In addition, for cases where the same model is used for both seasonal forecasts and scenarios, the track records of the seasonal forecasts provide useful skill assessments and measures of confidence (e.g., Testa et al. 2017a , Scavia and Bertani 2020; Scavia et al. 2020a ,b). Examples where the same model has been used for both seasonal and short‐term forecasts and scenario planning include hypoxia in the Gulf of Mexico (Scavia et al. 2017), Chesapeake Bay (Irby and Friedrichs 2019, VIMS 2020b ), and the Neuse River Estuary (Katin et al. 2019), and harmful algal blooms in Lake Erie (Bertani et al. 2016, Scavia et al. 2016, Stumpf et al. 2016, Verhamme et al. 2016).

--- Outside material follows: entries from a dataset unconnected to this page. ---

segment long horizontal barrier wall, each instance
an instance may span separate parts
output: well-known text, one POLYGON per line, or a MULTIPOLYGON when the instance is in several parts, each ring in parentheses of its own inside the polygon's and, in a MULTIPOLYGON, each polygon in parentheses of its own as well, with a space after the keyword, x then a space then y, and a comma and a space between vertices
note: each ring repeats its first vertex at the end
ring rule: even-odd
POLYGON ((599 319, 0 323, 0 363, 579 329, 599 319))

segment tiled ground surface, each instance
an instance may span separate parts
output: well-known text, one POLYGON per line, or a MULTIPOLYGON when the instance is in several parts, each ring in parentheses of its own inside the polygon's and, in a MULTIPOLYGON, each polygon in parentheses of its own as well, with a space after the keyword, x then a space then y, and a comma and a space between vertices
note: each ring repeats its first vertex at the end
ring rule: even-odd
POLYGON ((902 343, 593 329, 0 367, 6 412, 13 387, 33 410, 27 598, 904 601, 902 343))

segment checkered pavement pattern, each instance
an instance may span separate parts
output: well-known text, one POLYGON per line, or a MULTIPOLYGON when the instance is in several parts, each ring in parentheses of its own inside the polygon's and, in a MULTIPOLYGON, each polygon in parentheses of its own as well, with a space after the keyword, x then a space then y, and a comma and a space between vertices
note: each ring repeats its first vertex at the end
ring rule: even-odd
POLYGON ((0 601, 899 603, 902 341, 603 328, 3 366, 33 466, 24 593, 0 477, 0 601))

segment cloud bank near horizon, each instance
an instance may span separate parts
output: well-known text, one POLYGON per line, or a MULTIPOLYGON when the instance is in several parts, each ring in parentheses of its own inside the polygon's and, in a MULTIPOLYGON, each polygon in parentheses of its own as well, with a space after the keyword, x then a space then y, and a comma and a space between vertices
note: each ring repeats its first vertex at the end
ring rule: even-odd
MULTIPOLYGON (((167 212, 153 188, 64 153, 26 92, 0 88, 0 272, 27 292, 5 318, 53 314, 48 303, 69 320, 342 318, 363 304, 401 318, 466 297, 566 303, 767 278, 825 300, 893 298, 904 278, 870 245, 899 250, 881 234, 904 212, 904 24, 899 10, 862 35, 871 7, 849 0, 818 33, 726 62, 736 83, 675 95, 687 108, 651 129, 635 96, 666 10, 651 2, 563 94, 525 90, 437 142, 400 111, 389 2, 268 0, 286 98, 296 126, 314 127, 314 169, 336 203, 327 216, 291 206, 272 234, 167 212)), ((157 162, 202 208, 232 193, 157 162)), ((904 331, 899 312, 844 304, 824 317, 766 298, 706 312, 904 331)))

Management scenario application
Unlike other ecological forecasts for the Gulf of Mexico and Lake Erie (Great Lakes Water Quality Agreement [GLWQA] 2016, Task Force 2016), the original Chesapeake Bay model was not used to guide management decisions, primarily because it was driven only by Susquehanna River loads as opposed to watershed‐wide loads. Our analyses demonstrated that driving the model with TN load from all major tributaries and point sources resulted in the best performance for the two metrics that best characterize the system’s response to interannual variability in loads (Fig. 4). This not only corroborates the importance of watershed‐wide load reduction strategies as expressed in the Chesapeake Bay TMDL (US EPA 2010), but also makes the revised model more suitable to evaluate those efforts. The Bay’s water quality restoration targets are based on spatio‐temporal patterns in DO concentrations rather than Bay‐wide HV (US EPA 2010), and the resolution of this model prevents it from evaluating those targets directly. However, the model has been useful in tracking progress over time (Testa et al. 2017a ). In addition, because the revised model is better connected to watershed‐wide restoration efforts, it can now be used (e.g., Fig. 4) to explore how management actions have influenced hypoxia, how they may influence it in the future, and as an independent line of evidence to support results from the official suite of complex process‐based models used by the CBP.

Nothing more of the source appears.